Sure. Let me take the spinal product question first. The phase three now is up and running. You know how enrollment works, where you first of all recruit a lot of the centers, contract them, they start to screen their patients, et cetera, and you have a hockey stick kind of enrollment period. And so we're in that early phase right now. and we expect that it will ramp up over the coming three months or so. Our projection is that it will take about 12 months to fully enroll, and then the primary endpoint is a 12-month outcome in terms of paid reduction. So we will be updating the market as that program continues to move forward.

I'm sorry, Sylvia, how many months to enroll?
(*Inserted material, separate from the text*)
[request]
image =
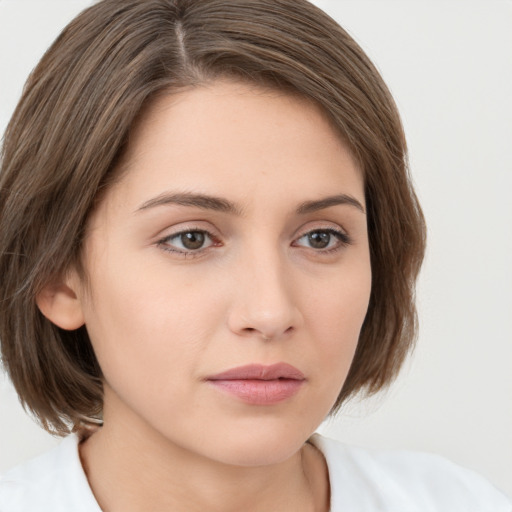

I apologize.

About 12 months.

Yep, thanks.

With respect to the regulatory interactions on revascular and cardiac disease, we have two potential early pathways to approvals. One is for the pediatric congenital heart disease, and the other is for end-stage patients on LVADS. The immediate plan for discussion with the agency in the second half of the year is going to be on the pediatric indication because we have a pediatric rare disease voucher designation and it is important if you know that the first approval is the one that is linked to a pediatric voucher. So that's the first that we need clarity with the FDA whether the randomized control trial that has already completed and there was a basis of the voucher designation can support a filing for approval process. After that discussion, we will be then also meeting with the agency, given the support they've given us to an accelerated approval for the adults, based on the totality of the ELBAT study and the prior DREAM study. We will be meeting with them to understand exactly what clinical data needs to go into a filing for that patient population, the confirmatory study that will be required as part of any accelerated approval will be a confirmatory study of the dream population in ischemic heart failure patients with class 3-4 heart failure. So that's a trial that is being designed as we speak and will be obviously presented to the FDA when we meet on a pre-BLA basis.

Great. Excellent. Thank you.

Thank you. And this concludes our question and answer session. I'd like to turn the conference back over to Dr. Tuskew for closing remarks.

Great. Well, I'm very excited about the progress we've made in the last six months, and we look forward to maintaining the momentum. into updating the market in short order on FDA.